Jean sat beside Logan on the roof later that night, her head pillowed on his shoulder. How it had turned from her spot to their spot she wasn't quite sure, but she wasn't upset by it. Instead she enjoyed the ability to share something like this with another person. Especially, it seemed, if that person was Logan.
He'd been secretive when he climbed up behind her, surprising her with pillows and a light sheet to cover themselves. She'd forgone her pillow almost immediately in favour of his seemingly more comfortable shoulder. Suddenly, Logan moved and she dropped her head to the pillow with a disgruntled groan. She furrowed her brow but didn't open her eyes when she felt something walking across her stomach.
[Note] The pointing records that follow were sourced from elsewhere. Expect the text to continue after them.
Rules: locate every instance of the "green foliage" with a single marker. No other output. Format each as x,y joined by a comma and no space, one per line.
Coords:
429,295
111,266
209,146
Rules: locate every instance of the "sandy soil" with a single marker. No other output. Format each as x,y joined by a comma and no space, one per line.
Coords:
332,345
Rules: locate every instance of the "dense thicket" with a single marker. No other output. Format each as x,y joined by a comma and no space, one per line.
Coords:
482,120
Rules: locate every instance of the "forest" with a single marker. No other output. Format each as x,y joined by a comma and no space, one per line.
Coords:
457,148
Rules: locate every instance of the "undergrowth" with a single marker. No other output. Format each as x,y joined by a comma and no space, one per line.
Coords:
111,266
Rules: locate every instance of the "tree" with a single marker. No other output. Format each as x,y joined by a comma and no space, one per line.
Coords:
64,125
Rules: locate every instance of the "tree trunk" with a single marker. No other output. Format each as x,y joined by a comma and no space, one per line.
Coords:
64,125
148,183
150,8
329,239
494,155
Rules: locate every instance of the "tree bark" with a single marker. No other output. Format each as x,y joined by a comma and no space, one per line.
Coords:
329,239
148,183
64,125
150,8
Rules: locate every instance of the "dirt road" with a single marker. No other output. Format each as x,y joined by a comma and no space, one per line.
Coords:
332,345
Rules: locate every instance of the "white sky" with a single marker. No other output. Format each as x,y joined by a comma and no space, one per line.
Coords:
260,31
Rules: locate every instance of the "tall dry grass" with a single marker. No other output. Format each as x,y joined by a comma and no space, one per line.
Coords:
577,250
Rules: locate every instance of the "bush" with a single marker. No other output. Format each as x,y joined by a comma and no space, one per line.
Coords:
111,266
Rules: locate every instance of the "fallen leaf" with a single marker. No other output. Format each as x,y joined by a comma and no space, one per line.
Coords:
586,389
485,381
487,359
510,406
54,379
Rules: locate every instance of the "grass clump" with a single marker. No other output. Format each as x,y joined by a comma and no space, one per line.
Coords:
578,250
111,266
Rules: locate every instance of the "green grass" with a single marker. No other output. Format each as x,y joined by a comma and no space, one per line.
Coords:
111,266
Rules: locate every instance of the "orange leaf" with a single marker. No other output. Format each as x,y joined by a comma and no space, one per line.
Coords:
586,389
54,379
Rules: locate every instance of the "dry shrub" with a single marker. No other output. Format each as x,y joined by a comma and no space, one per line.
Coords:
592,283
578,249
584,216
"Open your eyes, Jeannie," he requested. She blinked them open, catching the colour orange and pausing to take in the detail of what she assumed was her newest Care Bear. Finally, she took the bear from his hands, looking at him curiously.
"Laugh-a-Lot," he answered her unasked question, watching her trace her fingers over the laughing sun on the bear's belly. He watched her with the bear, a rare fondness slipping into his gaze. Understanding blossomed in her gaze.
"Today."
Logan nodded. "She's supposed to help people laugh," he agreed. She smiled shyly, stretching out muscles she hadn't realized were sore. It was a good sore, she decided, stemming from an afternoon spent in the sun and frolicking in the pool. The exhaustion she felt was contented.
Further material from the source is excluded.